"... attracts the wrong kind of investors ..." this refers to those online gambling companies who try every possible tricks in the book to avoid being shutdown by the government starting from splitting the software development, business, and HR/Accounting departments. Remember the debacle with Fiver media? (was Riptown, became Fiver, shut down, now become NZone media).
I don't know if they're filled with 20 somethings because the place I work for is filled with 30+ (some even almost 40). Unfortunately I just got in and I didn't know what I put myself into. I plan to stay only for 1 year before jetting off.

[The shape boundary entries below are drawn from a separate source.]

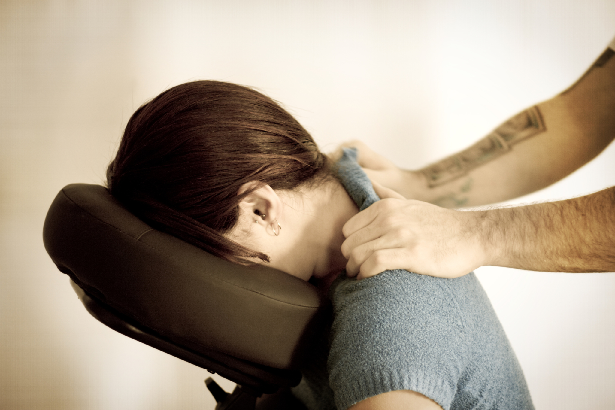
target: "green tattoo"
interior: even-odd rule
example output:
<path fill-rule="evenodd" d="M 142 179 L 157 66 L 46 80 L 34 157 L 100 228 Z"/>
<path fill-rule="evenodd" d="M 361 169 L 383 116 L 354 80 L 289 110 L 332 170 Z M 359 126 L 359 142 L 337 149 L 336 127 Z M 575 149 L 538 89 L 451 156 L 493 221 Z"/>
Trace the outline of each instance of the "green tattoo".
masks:
<path fill-rule="evenodd" d="M 459 188 L 459 192 L 451 192 L 448 195 L 441 196 L 437 198 L 432 203 L 442 208 L 461 208 L 466 205 L 469 200 L 469 198 L 460 194 L 470 192 L 473 182 L 474 180 L 471 178 L 468 178 L 467 181 Z"/>
<path fill-rule="evenodd" d="M 456 179 L 510 150 L 510 146 L 546 130 L 538 106 L 506 121 L 469 148 L 421 170 L 430 187 Z"/>

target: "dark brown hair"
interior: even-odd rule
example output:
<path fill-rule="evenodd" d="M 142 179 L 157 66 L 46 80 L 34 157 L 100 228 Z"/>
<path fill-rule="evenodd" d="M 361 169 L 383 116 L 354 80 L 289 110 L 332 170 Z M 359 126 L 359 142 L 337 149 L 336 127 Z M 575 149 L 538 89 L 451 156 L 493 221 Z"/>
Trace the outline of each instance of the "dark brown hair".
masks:
<path fill-rule="evenodd" d="M 107 169 L 111 193 L 152 227 L 231 262 L 268 261 L 221 234 L 250 181 L 292 189 L 329 175 L 327 157 L 272 99 L 252 89 L 194 81 L 141 106 Z"/>

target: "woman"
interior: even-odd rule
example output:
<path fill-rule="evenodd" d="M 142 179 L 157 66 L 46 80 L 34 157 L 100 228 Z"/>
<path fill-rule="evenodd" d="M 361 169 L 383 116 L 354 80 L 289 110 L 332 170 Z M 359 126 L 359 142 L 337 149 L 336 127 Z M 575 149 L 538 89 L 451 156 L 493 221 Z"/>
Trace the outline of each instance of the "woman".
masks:
<path fill-rule="evenodd" d="M 355 154 L 346 151 L 333 164 L 268 97 L 196 81 L 137 111 L 108 184 L 153 227 L 326 288 L 347 262 L 342 227 L 378 199 Z M 295 390 L 311 409 L 533 408 L 473 274 L 446 280 L 387 271 L 340 278 L 330 294 L 328 381 L 325 351 Z"/>

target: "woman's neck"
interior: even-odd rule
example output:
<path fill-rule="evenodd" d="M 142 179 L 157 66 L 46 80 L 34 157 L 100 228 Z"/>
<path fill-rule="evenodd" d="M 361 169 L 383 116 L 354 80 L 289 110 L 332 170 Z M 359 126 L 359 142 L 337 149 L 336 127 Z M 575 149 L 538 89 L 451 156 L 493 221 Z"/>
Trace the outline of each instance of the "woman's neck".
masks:
<path fill-rule="evenodd" d="M 290 241 L 291 251 L 280 255 L 288 266 L 283 270 L 306 280 L 312 276 L 330 282 L 346 267 L 341 250 L 344 240 L 342 227 L 359 212 L 357 205 L 333 179 L 285 194 L 288 229 L 284 233 Z"/>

If you think Enterprise software is full of unnecessary complexity, wait until you deal with Online gambling companies (especially the ones that provide Poker Networks and deal with Casinos and 100 different payment providers in which everybody has their own APIs and payment workflows).

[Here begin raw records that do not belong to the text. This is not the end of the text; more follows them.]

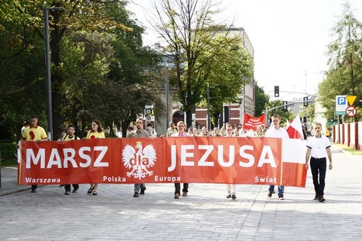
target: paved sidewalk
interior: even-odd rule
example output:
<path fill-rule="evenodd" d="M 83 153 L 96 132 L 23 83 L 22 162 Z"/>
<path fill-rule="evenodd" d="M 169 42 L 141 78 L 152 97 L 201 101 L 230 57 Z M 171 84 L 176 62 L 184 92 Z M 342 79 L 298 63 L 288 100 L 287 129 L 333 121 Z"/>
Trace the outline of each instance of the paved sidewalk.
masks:
<path fill-rule="evenodd" d="M 133 185 L 101 184 L 98 196 L 86 194 L 88 185 L 69 196 L 56 185 L 32 194 L 29 187 L 15 185 L 10 192 L 26 191 L 0 196 L 0 240 L 359 240 L 362 157 L 331 150 L 325 203 L 313 200 L 310 171 L 306 187 L 286 187 L 284 201 L 267 198 L 265 185 L 238 185 L 233 201 L 221 184 L 190 184 L 189 196 L 179 199 L 173 199 L 172 184 L 148 184 L 138 198 Z M 9 192 L 3 190 L 11 182 L 6 173 L 13 171 L 2 169 L 1 195 Z"/>

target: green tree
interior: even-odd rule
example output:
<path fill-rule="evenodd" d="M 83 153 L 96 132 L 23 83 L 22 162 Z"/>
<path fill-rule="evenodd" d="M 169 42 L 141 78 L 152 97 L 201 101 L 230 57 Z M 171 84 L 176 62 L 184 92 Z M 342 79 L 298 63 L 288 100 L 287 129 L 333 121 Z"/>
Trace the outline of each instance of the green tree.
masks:
<path fill-rule="evenodd" d="M 44 1 L 6 1 L 6 8 L 12 13 L 13 20 L 20 20 L 22 24 L 33 28 L 38 37 L 44 39 L 42 8 Z M 62 88 L 65 78 L 64 65 L 61 59 L 61 49 L 63 38 L 68 30 L 88 31 L 111 33 L 113 29 L 121 29 L 131 31 L 123 23 L 118 22 L 112 15 L 107 14 L 108 8 L 124 8 L 124 1 L 102 1 L 95 0 L 68 1 L 58 0 L 48 2 L 45 6 L 63 8 L 65 11 L 49 10 L 50 47 L 52 62 L 52 104 L 53 106 L 53 130 L 54 137 L 59 135 L 63 123 L 62 100 L 64 93 Z"/>
<path fill-rule="evenodd" d="M 0 2 L 0 136 L 17 141 L 30 116 L 47 125 L 45 69 L 44 44 L 13 4 Z"/>
<path fill-rule="evenodd" d="M 239 33 L 240 33 L 239 31 Z M 249 52 L 242 46 L 242 38 L 220 36 L 216 42 L 233 41 L 217 53 L 211 49 L 200 54 L 197 64 L 204 64 L 203 79 L 210 85 L 209 102 L 210 116 L 217 124 L 218 117 L 223 112 L 224 103 L 235 103 L 241 101 L 239 95 L 244 92 L 244 86 L 253 77 L 253 61 Z M 211 61 L 208 61 L 213 56 Z M 196 65 L 197 65 L 196 64 Z M 207 88 L 200 90 L 200 101 L 198 106 L 207 105 Z"/>
<path fill-rule="evenodd" d="M 333 116 L 336 95 L 359 95 L 362 93 L 362 24 L 354 16 L 348 1 L 343 7 L 343 14 L 333 28 L 336 39 L 328 47 L 329 70 L 319 85 L 320 101 L 326 109 L 326 116 Z M 359 102 L 354 104 L 361 107 Z M 354 120 L 358 118 L 356 116 Z"/>
<path fill-rule="evenodd" d="M 207 70 L 216 55 L 230 44 L 235 45 L 238 37 L 214 22 L 212 17 L 218 10 L 212 0 L 159 0 L 154 6 L 158 18 L 153 20 L 154 27 L 168 45 L 166 51 L 175 65 L 178 100 L 191 126 L 192 111 L 205 100 L 207 84 L 212 83 Z"/>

People are doing startups here usually because they want to jump into the social media and mobile bandwagon (at least that was the case 2 years ago, until almost all of them died, quietly).
They're not doing it because of the low salaries, they did it because quite frankly, some of them can't get a job or used to be a freelance web-designer or a contract workers. And it's not about risk averse.
I think there are some crazies out there in Vancouver. They just don't have enough money and they rely on SR&ED grant year-by-year living off it.
It's really tough to have a startup in here. Networking is very minimum as well. You go to a launch party only to meet a handful of people who are in the same boat as you; that doesn't help much of your situation. Sometime these launch parties invite (or in another word, have to fly) people from outside Vancouver (e.g. people from Silicon Valley or Ontario).